Buried in NIOSH’s report on lifting devices is a section on the ability of young workers to recognize when a task may be dangerous. Research cited by the agency reveals that workers ages 16 and 17 often didn’t realize that particular tasks put them at risk. “The tasks least likely to be recognized as hazardous or dangerous were operating power equipment, with only 1.6 percent of respondents who perform these tasks recognizing them as hazardous,” NIOSH reported. “Of the 36 working youth who reported operating a forklift or other hoisting equipment, none (0 percent) of the respondents recognized these tasks as hazardous or dangerous.” The same study found that safety training didn’t increase the likelihood that young workers would correctly identify hazardous tasks.
Unless 16- and 17-year-olds have changed drastically since 2011, they haven’t become better, wiser workers. Adolescent brains are still in development and this in turn affects decision-making capacities. It’s true that 17-year-olds don’t suddenly mature on their 18th birthdays, but a major flaw still undermines Acosta’s stated reasoning: 16- and 17-year-olds are usually in high school, or some other form of vocational training. They aren’t restricted to one hour of work simply because they’re physically and psychologically immature, but because there are other demands on their time, like homework. While many teens find ways to balance their coursework with more than one hour of paid work per day, it’s hardly ideal that they’re obligated to do so—and in hazardous trades, risk of injury increases as a worker becomes more fatigued.

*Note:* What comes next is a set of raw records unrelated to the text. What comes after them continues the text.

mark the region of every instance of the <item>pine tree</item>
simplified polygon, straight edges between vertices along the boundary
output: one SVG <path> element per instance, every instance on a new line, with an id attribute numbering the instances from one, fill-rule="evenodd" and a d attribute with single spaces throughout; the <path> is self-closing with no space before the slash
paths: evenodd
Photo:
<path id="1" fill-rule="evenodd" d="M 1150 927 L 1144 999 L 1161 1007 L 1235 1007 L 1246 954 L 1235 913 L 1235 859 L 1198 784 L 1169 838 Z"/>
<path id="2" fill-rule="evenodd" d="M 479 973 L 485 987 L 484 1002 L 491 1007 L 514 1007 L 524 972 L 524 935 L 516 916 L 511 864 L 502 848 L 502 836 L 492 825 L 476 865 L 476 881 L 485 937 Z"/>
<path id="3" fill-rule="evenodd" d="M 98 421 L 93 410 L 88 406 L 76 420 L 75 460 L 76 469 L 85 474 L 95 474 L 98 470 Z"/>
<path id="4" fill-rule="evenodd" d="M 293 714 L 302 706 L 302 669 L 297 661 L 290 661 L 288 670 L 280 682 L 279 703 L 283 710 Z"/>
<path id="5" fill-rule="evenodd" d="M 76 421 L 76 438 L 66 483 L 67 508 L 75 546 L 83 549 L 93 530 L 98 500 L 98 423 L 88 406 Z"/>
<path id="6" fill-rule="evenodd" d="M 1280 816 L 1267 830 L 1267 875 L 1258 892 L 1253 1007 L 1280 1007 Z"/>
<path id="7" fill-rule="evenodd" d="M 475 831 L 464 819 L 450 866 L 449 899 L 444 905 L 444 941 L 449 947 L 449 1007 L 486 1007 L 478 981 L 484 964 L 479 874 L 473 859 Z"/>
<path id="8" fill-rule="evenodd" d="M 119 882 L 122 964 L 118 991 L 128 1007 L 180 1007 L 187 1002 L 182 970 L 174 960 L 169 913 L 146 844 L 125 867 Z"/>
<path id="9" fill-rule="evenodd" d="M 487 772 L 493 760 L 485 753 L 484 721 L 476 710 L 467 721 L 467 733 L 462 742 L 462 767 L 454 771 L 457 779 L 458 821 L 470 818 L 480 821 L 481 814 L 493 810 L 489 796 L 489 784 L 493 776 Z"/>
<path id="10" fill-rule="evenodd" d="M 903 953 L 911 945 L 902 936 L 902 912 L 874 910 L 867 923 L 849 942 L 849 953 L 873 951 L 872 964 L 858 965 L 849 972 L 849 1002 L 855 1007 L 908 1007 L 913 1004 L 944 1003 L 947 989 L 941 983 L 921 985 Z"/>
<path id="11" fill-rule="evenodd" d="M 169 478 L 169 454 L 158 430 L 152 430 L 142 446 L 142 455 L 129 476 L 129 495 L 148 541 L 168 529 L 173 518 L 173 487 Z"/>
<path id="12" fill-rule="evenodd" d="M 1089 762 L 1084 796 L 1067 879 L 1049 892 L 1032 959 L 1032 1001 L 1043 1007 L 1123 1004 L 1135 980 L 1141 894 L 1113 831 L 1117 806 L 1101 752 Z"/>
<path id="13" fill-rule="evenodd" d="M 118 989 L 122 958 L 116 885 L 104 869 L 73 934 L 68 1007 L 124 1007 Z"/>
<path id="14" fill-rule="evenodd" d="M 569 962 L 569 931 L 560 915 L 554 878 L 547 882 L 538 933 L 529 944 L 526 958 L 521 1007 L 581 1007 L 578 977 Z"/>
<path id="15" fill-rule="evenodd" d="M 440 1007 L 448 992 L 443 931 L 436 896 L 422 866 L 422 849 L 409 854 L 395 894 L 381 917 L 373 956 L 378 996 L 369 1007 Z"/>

Echoing these concerns, Minnesota Rep. Keith Ellison has asked the Department of Labor to explain its reasoning for the leaked proposal to weaken child labor laws. In a letter the Democratic congressman’s office intends to send to Labor Secretary Alexander Acosta, Ellison cites evidence that a decline in work-related injuries among minors can be traced to stricter workplace regulation. It asks the DOL if NIOSH has had an opportunity to review this latest proposal and if the department received any requests from industry bodies to loosen child labor restrictions. It further raises questions about the department’s overarching approach to regulation:
According to a Bloomberg report, the Department aims to eliminate what you believe to be burdensome government regulations with ‘industry standards.’ Please detail what constitutes industry standards. Are industry standards as protective or more protective than current regulations and laws enforced by the Department? Please cite all studies and evidence you used to come to this conclusion.
The letter asks for a response by June 6.
During Acosta’s previous tenure on the National Labor Relations Board in 2002 to 2003, he usually agreed with other Republicans, and as labor secretary, he has shown little opposition to Donald Trump’s deregulatory agenda. The Trump administration’s priorities only become more suspect when the broader makeup of his cabinet is considered. HuffPost reported in November 2016 that now-Education Secretary Betsy DeVos donated heavily to the Acton Institute, a libertarian think tank that once called child labor “a gift our children can handle” in a post on its website.
On the campaign trail, Trump echoed a common conservative refrain about running government like a business. Well, industry loves cheap labor and fewer rules. Now that industry is in government, with few checks on its power, the DOL’s child labor proposal makes all the more sense.